16 Execution Units per core
8 Arithmetic Logic Units per Execution Unit
This information is wrong, just as @crazy dave has stated previously. I understand the confusion, since this is what Wikipedia claims. I tried correcting it, but my edits were rejected on the grounds that "it does not matter whether the information is correct or not, it must have a source". When I pointed out that "16 units" has no source either, the reply was "doesn't matter, since it's already on the Wikipedia". Which tells you a lot about the editorial process and the reliability of the Wikipedia.
Each Apple GPU core (this is true for every Apple Silicon chip until now) contains four compute partitions (cores proper), with each partition having it's own register file, instruction scheduler, and execution units. The execution units are generally 32-wide SIMD. So if we look only at FP32 units, that's 128 such units per core or 4x 32-wide units per compute partition. The complete picture is much more complex of course, since there are other execution units and instruction co-issue (since M3).
I THINK (patents and some benchmarks I've seen both suggest this) that M5 FP16 throughput is 3x FP32 -- but ONLY for matrix multiply.
M5 has 2x FP16 SIMD throughout (due to the ability of issuing two FP16 instructions per clock per partition, courtesy of this patent: https://patentscope.wipo.int/search/en/detail.jsf?docId=US462286342).
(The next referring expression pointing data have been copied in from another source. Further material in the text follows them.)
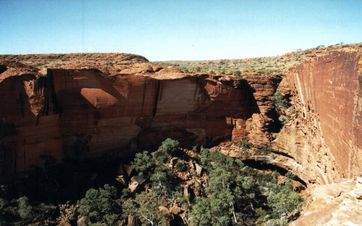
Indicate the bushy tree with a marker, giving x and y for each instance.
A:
(99, 205)
(24, 208)
(143, 163)
(145, 206)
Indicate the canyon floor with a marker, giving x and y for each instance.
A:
(263, 134)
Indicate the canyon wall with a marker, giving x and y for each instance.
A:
(324, 134)
(61, 113)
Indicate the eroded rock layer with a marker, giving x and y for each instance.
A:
(324, 134)
(62, 112)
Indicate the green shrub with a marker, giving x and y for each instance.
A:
(24, 208)
(143, 163)
(245, 144)
(180, 167)
(99, 205)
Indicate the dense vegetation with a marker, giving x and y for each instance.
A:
(172, 186)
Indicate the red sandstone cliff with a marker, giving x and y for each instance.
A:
(139, 104)
(325, 133)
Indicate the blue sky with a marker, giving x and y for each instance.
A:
(177, 29)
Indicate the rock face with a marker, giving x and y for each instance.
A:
(338, 203)
(325, 131)
(62, 112)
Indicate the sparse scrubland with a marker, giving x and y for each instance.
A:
(167, 186)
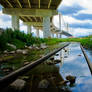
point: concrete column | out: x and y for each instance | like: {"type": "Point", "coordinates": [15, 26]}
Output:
{"type": "Point", "coordinates": [60, 35]}
{"type": "Point", "coordinates": [56, 35]}
{"type": "Point", "coordinates": [15, 22]}
{"type": "Point", "coordinates": [52, 35]}
{"type": "Point", "coordinates": [46, 27]}
{"type": "Point", "coordinates": [28, 29]}
{"type": "Point", "coordinates": [37, 33]}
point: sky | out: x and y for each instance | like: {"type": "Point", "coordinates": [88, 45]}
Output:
{"type": "Point", "coordinates": [76, 13]}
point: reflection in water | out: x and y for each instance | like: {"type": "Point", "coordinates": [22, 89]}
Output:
{"type": "Point", "coordinates": [52, 78]}
{"type": "Point", "coordinates": [75, 65]}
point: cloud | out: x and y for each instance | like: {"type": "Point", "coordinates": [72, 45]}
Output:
{"type": "Point", "coordinates": [81, 25]}
{"type": "Point", "coordinates": [68, 10]}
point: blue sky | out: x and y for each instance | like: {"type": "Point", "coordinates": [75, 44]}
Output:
{"type": "Point", "coordinates": [77, 13]}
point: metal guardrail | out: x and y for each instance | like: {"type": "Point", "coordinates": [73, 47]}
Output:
{"type": "Point", "coordinates": [5, 81]}
{"type": "Point", "coordinates": [87, 59]}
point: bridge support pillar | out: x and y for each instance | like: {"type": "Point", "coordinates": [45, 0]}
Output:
{"type": "Point", "coordinates": [46, 27]}
{"type": "Point", "coordinates": [28, 29]}
{"type": "Point", "coordinates": [15, 22]}
{"type": "Point", "coordinates": [52, 35]}
{"type": "Point", "coordinates": [37, 33]}
{"type": "Point", "coordinates": [56, 35]}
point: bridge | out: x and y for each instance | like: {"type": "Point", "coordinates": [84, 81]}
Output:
{"type": "Point", "coordinates": [36, 13]}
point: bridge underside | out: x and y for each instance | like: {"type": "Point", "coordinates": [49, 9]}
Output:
{"type": "Point", "coordinates": [37, 13]}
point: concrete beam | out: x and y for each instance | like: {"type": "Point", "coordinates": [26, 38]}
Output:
{"type": "Point", "coordinates": [29, 12]}
{"type": "Point", "coordinates": [37, 33]}
{"type": "Point", "coordinates": [33, 23]}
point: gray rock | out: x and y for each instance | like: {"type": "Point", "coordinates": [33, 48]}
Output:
{"type": "Point", "coordinates": [5, 52]}
{"type": "Point", "coordinates": [22, 51]}
{"type": "Point", "coordinates": [19, 51]}
{"type": "Point", "coordinates": [25, 63]}
{"type": "Point", "coordinates": [71, 79]}
{"type": "Point", "coordinates": [11, 45]}
{"type": "Point", "coordinates": [43, 84]}
{"type": "Point", "coordinates": [30, 47]}
{"type": "Point", "coordinates": [18, 84]}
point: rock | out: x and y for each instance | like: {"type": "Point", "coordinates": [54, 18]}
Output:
{"type": "Point", "coordinates": [5, 52]}
{"type": "Point", "coordinates": [64, 82]}
{"type": "Point", "coordinates": [8, 69]}
{"type": "Point", "coordinates": [52, 58]}
{"type": "Point", "coordinates": [24, 52]}
{"type": "Point", "coordinates": [43, 84]}
{"type": "Point", "coordinates": [25, 78]}
{"type": "Point", "coordinates": [57, 61]}
{"type": "Point", "coordinates": [12, 52]}
{"type": "Point", "coordinates": [11, 45]}
{"type": "Point", "coordinates": [43, 46]}
{"type": "Point", "coordinates": [79, 55]}
{"type": "Point", "coordinates": [18, 84]}
{"type": "Point", "coordinates": [30, 47]}
{"type": "Point", "coordinates": [19, 51]}
{"type": "Point", "coordinates": [57, 55]}
{"type": "Point", "coordinates": [26, 63]}
{"type": "Point", "coordinates": [71, 79]}
{"type": "Point", "coordinates": [37, 48]}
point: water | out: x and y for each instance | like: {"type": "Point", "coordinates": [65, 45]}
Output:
{"type": "Point", "coordinates": [75, 64]}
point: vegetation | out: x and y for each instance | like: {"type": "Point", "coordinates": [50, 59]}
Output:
{"type": "Point", "coordinates": [17, 38]}
{"type": "Point", "coordinates": [20, 39]}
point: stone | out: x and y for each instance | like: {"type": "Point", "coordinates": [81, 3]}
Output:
{"type": "Point", "coordinates": [57, 55]}
{"type": "Point", "coordinates": [52, 58]}
{"type": "Point", "coordinates": [79, 55]}
{"type": "Point", "coordinates": [43, 46]}
{"type": "Point", "coordinates": [18, 84]}
{"type": "Point", "coordinates": [30, 47]}
{"type": "Point", "coordinates": [19, 51]}
{"type": "Point", "coordinates": [71, 79]}
{"type": "Point", "coordinates": [24, 52]}
{"type": "Point", "coordinates": [12, 52]}
{"type": "Point", "coordinates": [5, 52]}
{"type": "Point", "coordinates": [57, 61]}
{"type": "Point", "coordinates": [26, 63]}
{"type": "Point", "coordinates": [11, 45]}
{"type": "Point", "coordinates": [43, 84]}
{"type": "Point", "coordinates": [25, 78]}
{"type": "Point", "coordinates": [64, 82]}
{"type": "Point", "coordinates": [8, 69]}
{"type": "Point", "coordinates": [37, 48]}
Note that I only measure 70% higher throughput for FP16 on A19, which is likely to throttling of the phone chip I was able to test.
For matrix multiplication, the throughput is 4x for FP16 and 8x for INT8. For A19, I measure ~1850 GFLOPS for SIMD/Matrix FP32, 7500 GFLOPS for matrix FP16/BF16, and ~ 14800 TOPS for matrix INT8. This is based on latest benchmarks done on 26.1, with BFloat16 support enabled. I still need to update my report.